Get to know Augusta…
Augusta Scattergood spent most of her career as a school librarian. Although she never stopped loving, reading, and recommending kids books, in 2001 she gave up being a librarian to follow her writing dream.
Her first novel, GLORY BE, was sold to Scholastic Press in 2010. It has been named one of Amazon’s Top Twenty Middle Grade Books of 2012, a Children’s Book Council Notable Social Studies Trade Book, and is on both the Mississippi and the Pennsylvania state lists of outstanding children’s books for this year.
She reviews books for the Christian Science Monitor, Delta Magazine, and avidly blogs about writing and books. She’s now editing her next novel, coming from Scholastic in the fall of 2014. For more info, visit her website.
Let the conversation begin!
How did you choose the genre you write in?
It chose me. I’ve always loved reading middle-grade fiction. It seemed like a no-brainer when a young girl turning twelve whispered in my ear.
How do you recharge your creative batteries?
Long walks. Talks with friends. Traveling. Reading. Especially reading.
Can you tell us about the book you’re working on? Is it coming easily or have you run into road blocks?
I’ve been playing around with a character whose names seems to be Azalea. I see her clearly and the first chapter just poured out. I suspect when I sit down and ask her to tell me a story, the roadblocks might vanish. Right now, the character seems to be seriously in search of her plot!
Is any material in your books based on real life experiences or purely imagination?
Much of GLORY BE is based on things that happened in the South in the 60s. I did a lot of research but I’ve always been fascinated by what went on in my own backyard, so to speak.

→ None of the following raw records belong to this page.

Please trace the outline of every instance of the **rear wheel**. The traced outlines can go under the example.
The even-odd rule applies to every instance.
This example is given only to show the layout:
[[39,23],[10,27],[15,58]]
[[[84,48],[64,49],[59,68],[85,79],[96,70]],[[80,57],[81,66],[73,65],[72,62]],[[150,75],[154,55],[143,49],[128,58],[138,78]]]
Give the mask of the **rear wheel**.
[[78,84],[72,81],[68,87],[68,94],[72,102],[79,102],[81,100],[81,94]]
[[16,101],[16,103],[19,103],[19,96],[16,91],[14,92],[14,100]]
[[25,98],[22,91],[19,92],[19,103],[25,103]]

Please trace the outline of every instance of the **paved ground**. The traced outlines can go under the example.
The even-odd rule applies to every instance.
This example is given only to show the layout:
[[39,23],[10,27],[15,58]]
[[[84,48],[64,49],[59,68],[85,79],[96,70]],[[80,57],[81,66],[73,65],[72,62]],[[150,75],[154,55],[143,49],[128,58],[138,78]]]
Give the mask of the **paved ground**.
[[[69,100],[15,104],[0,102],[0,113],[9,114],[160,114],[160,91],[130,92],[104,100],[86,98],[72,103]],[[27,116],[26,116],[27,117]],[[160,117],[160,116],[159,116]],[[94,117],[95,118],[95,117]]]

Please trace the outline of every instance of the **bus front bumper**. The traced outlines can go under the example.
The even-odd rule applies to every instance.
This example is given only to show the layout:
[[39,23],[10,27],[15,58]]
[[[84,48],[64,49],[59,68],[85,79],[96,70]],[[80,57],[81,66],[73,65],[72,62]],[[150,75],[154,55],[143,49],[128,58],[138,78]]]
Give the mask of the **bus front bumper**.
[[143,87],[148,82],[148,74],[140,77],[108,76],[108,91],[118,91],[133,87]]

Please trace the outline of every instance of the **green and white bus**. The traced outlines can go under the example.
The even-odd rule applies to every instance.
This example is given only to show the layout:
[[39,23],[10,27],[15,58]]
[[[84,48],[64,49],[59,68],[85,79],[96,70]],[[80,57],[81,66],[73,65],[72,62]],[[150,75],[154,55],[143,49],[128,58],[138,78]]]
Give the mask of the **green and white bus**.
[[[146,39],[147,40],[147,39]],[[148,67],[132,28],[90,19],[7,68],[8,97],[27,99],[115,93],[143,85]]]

True= I’ve visited Elvis’s house in Tupelo.
True= I know a lot about libraries and even worked in a similar situation to Miss Bloom’s library.
True= I was in the Pep Squad.
True= My college roommate knew how to twirl a fire baton.
False= The swimming pool in my town didn’t close.
True= Many others did.
How many words have you written in one writing session?
I don’t really do the word count thing.
Are you a person who makes the bed in the morning?
If nobody’s looking? Actually, I do make the bed. Sometimes not the minute I jump out of it.
Can you tell us about your challenges in getting your first book published?
The biggest problem I had was not realizing it wasn’t quite a “book” yet. The newbie’s error. Submitting it before it was ready. Once it was close to ready, I found the perfect agent and we worked some more. When she submitted it to the perfect editor, things went very smoothly.
What is your very favorite part of the day?
Early morning. Hands down.
What was the worst advice you’ve ever been given?
- Don’t write from the point of view of a boy.
- Kids don’t read historical fiction so it’s a hard sell. Give it up.